Not all significant events that require planning are joyous and celebratory. For instance, you probably did not expect to divorce your spouse. How well you prepare for divorce, however, may have serious long-term financial implications. Entering into a divorce should be thoroughly considered and prepared for.
Did you sign a prenuptial agreement?
When it comes to prenuptial contracts, people typically fall under one of two categories: Those who detest the idea because they think it unromantic, and those who understand that protecting financial interests is beneficial to both parties.
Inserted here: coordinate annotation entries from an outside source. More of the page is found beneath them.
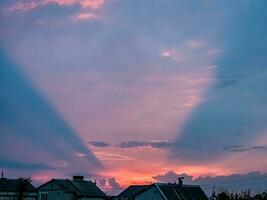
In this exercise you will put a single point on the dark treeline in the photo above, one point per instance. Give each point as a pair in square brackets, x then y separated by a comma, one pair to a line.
[244, 195]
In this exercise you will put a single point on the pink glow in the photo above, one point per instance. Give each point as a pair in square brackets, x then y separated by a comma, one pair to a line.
[29, 5]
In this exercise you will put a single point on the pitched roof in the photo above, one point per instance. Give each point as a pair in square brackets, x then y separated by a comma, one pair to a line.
[14, 185]
[80, 187]
[88, 188]
[131, 191]
[174, 192]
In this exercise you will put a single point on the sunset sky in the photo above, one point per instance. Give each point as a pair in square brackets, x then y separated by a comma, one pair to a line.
[123, 91]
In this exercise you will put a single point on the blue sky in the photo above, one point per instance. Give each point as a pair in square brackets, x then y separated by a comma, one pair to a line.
[111, 86]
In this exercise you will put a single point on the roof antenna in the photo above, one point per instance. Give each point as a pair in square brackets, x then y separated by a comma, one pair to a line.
[180, 179]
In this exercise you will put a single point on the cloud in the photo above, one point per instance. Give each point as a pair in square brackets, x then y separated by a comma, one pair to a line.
[102, 182]
[27, 116]
[194, 44]
[173, 54]
[171, 176]
[154, 144]
[240, 148]
[32, 4]
[237, 182]
[8, 164]
[98, 144]
[113, 183]
[85, 16]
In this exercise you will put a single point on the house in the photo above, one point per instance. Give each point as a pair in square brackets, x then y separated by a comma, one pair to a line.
[65, 189]
[171, 191]
[16, 189]
[130, 192]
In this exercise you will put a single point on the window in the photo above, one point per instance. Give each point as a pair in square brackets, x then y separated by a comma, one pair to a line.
[43, 196]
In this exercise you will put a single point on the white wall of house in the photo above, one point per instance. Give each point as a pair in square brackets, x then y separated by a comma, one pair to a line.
[151, 193]
[91, 198]
[55, 194]
[14, 196]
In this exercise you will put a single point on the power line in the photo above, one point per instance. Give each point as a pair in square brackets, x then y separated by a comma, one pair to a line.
[234, 181]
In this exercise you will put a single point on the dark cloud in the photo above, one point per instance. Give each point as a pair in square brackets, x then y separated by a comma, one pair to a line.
[102, 182]
[113, 183]
[241, 67]
[98, 144]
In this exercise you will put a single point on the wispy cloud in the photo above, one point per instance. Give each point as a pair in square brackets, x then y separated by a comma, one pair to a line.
[173, 54]
[241, 148]
[98, 144]
[194, 44]
[32, 4]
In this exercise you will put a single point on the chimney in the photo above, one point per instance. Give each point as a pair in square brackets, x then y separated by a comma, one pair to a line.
[181, 184]
[78, 178]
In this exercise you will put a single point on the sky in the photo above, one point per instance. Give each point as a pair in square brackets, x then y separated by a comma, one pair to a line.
[132, 92]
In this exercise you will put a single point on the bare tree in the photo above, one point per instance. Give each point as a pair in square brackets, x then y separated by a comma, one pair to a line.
[23, 186]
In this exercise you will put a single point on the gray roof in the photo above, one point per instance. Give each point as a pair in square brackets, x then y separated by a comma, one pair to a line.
[81, 188]
[131, 191]
[14, 185]
[186, 192]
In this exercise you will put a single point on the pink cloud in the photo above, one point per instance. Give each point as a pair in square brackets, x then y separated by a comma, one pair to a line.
[85, 16]
[29, 5]
[173, 54]
[194, 44]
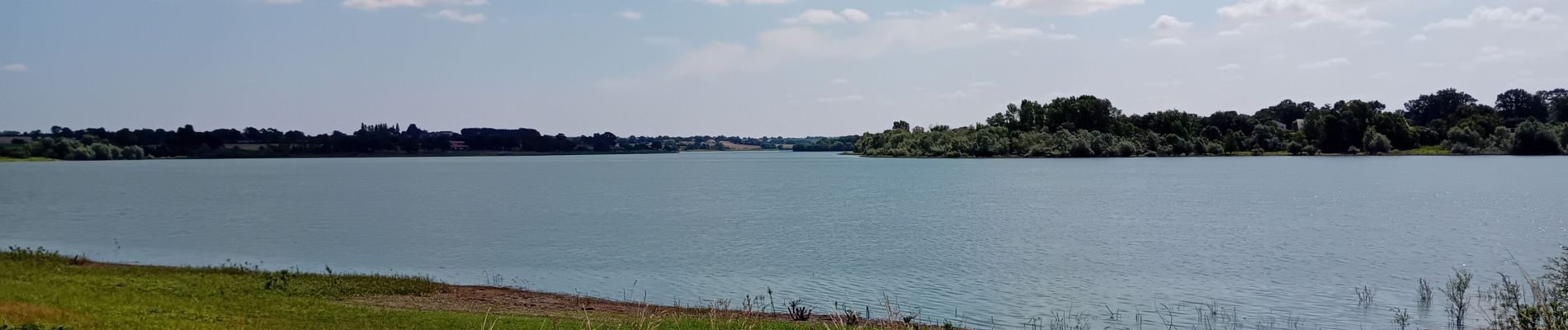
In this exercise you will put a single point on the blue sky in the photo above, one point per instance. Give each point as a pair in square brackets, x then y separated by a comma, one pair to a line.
[749, 68]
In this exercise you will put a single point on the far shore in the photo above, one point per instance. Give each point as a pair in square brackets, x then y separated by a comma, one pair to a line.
[54, 291]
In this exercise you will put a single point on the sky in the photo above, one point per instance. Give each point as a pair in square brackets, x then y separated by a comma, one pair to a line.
[740, 68]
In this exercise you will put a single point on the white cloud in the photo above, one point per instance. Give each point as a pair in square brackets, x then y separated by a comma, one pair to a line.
[372, 5]
[1503, 16]
[1324, 64]
[749, 2]
[998, 31]
[662, 41]
[825, 16]
[1310, 12]
[1169, 41]
[907, 13]
[1239, 30]
[815, 16]
[855, 15]
[841, 99]
[1493, 54]
[1065, 7]
[1169, 22]
[808, 43]
[629, 15]
[952, 96]
[458, 16]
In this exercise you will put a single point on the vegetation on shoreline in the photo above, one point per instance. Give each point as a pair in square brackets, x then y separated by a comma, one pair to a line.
[1448, 120]
[63, 143]
[46, 290]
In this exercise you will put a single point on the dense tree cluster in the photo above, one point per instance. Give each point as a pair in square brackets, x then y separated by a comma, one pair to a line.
[1518, 122]
[62, 143]
[827, 144]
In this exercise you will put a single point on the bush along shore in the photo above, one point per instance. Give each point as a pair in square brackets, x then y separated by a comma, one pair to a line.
[1446, 122]
[41, 290]
[46, 290]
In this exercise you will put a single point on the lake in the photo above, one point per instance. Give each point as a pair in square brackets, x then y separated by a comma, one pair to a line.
[1280, 239]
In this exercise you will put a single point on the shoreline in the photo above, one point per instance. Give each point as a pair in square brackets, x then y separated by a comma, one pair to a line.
[50, 290]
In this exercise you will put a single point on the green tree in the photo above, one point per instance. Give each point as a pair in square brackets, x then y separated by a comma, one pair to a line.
[1536, 138]
[1438, 105]
[1520, 105]
[1376, 143]
[1082, 113]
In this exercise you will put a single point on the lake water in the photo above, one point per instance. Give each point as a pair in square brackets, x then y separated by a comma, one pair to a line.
[1280, 239]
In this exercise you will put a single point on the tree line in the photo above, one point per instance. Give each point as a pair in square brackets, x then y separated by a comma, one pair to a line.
[1518, 122]
[63, 143]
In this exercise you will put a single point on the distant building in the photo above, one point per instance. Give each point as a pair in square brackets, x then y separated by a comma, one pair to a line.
[8, 139]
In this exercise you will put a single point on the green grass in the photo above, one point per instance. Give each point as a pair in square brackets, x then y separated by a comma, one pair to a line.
[1427, 150]
[31, 158]
[40, 286]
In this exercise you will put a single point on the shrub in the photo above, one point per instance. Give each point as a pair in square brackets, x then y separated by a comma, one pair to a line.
[1376, 143]
[799, 310]
[1534, 138]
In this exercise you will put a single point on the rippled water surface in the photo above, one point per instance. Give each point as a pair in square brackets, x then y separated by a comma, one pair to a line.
[1280, 239]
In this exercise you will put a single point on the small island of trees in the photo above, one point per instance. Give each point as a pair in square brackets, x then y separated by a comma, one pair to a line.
[1520, 122]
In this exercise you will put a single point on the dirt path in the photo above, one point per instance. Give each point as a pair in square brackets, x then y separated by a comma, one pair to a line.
[522, 302]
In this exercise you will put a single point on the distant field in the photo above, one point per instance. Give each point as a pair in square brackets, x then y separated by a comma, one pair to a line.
[47, 290]
[740, 148]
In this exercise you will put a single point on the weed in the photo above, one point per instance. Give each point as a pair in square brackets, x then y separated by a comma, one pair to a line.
[799, 310]
[1364, 296]
[278, 280]
[1457, 300]
[1424, 291]
[1400, 318]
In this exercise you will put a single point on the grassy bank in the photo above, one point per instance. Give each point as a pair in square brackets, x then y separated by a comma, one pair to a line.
[49, 290]
[31, 158]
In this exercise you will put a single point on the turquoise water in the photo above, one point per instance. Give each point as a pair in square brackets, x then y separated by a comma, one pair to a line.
[1280, 239]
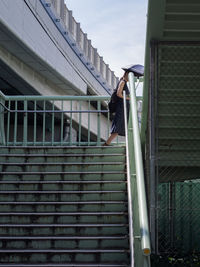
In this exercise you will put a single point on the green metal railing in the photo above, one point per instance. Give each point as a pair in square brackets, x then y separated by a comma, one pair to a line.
[136, 182]
[53, 120]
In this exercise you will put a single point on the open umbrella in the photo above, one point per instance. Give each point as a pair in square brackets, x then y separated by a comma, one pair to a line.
[137, 69]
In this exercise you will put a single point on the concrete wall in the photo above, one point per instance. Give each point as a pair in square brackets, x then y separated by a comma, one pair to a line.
[66, 15]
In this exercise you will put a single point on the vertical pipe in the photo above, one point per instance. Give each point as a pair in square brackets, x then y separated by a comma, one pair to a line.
[62, 124]
[152, 171]
[34, 123]
[98, 123]
[15, 123]
[130, 208]
[44, 123]
[52, 124]
[8, 124]
[142, 203]
[89, 123]
[80, 123]
[2, 130]
[25, 124]
[108, 125]
[70, 130]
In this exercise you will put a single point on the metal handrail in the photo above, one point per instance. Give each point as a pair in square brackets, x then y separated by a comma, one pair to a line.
[52, 111]
[142, 204]
[130, 208]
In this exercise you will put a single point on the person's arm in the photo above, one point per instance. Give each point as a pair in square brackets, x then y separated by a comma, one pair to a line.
[120, 89]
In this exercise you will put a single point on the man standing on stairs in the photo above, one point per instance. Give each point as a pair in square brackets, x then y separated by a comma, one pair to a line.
[118, 124]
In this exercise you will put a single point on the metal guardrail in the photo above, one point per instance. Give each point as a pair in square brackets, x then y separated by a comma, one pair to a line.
[53, 120]
[142, 248]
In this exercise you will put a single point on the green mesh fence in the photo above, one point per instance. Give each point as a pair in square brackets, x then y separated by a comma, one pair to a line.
[177, 154]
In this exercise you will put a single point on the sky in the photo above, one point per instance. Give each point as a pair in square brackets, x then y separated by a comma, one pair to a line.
[117, 28]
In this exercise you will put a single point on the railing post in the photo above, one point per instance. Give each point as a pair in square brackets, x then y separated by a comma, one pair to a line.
[2, 130]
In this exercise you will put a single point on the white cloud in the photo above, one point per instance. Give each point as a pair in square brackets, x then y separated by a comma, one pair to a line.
[116, 29]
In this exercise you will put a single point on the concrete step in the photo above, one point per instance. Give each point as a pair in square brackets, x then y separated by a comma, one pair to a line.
[62, 185]
[61, 158]
[63, 150]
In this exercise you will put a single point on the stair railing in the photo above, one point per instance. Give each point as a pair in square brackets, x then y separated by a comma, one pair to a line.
[53, 120]
[138, 217]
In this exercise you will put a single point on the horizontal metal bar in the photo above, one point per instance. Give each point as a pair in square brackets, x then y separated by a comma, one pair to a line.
[62, 182]
[56, 98]
[64, 225]
[63, 251]
[64, 265]
[61, 237]
[61, 192]
[58, 163]
[60, 155]
[53, 111]
[62, 213]
[62, 202]
[54, 173]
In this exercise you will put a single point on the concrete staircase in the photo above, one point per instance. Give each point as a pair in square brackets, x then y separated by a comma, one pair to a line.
[63, 206]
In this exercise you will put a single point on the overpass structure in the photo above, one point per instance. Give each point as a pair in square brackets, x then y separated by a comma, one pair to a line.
[65, 200]
[44, 51]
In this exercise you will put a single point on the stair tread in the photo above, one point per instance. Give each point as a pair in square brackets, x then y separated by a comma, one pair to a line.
[66, 225]
[61, 155]
[64, 213]
[89, 172]
[62, 237]
[84, 225]
[63, 202]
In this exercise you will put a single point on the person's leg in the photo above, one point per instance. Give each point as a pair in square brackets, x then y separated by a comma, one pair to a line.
[112, 136]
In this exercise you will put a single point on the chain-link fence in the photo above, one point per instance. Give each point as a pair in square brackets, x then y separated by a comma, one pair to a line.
[174, 154]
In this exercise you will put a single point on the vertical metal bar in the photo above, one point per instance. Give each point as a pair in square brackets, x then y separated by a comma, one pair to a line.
[62, 124]
[15, 123]
[8, 125]
[25, 124]
[89, 107]
[108, 125]
[44, 123]
[152, 172]
[2, 130]
[80, 123]
[52, 124]
[70, 129]
[98, 123]
[130, 208]
[171, 213]
[142, 203]
[35, 124]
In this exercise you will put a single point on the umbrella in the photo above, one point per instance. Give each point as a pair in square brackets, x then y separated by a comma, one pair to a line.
[137, 69]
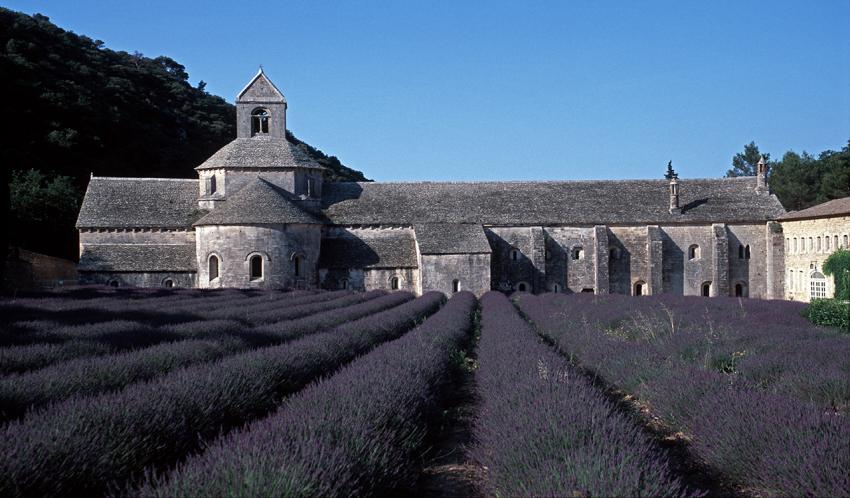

If you signed a prenup, then you may already be one step ahead when it comes to preparing for divorce proceedings. Like most states, Virginia operates under equitable property rules, which means marital assets are not necessarily split 50/50 in divorce. A prenuptial agreement is an easy way to retain separate ownership of property.
Legal separation date
Once you establish a legal date of separation, any property you acquire from that point forward is yours and yours alone. If you fail to establish a separation date and continue living with your spouse before you finalize your divorce, questions of ownership may get complicated.
Do you have your own bank account?
It's not uncommon for spouses to share bank accounts. However, if you keep depositing money into a jointly owned account as you prepare for divorce, the court will consider the funds in the account to be marital property. If, however, you open a separate bank account in your name only, deposited monies may not be subject to property division.
If you keep a joint account, limit access
If, for some reason, you wish to keep your jointly owned bank account open before you divorce, you can limit access to the account to help protect your financial interests. While this may help prevent depletion of account funds, you'll want to note that it may also mean you cannot close the account until you finalize your divorce.
Don't forget about credit cards
Since Virginia is an equitable property state, you and your spouse share liability for debts that exist when you divorce. In short, if your spouse continues to rack up a credit card balance before you secure a settlement, the court will hold you partially responsible for paying the debt.
You can either try to convince your spouse to close the account or you can contact the company and have your name removed. If you choose the latter, make sure you document all correspondence, including date, time, name of agent and means of communication, such as text, email or phone call.
The overall plan
While you may feel disappointed, angry or even sad about your divorce, it's logical to assume that you want to be as financially prepared to adapt to a new lifestyle as possible. This is why it's so important to take steps to protect your financial interests and also why many spouses rely on experienced family law attorneys to help them navigate proceedings.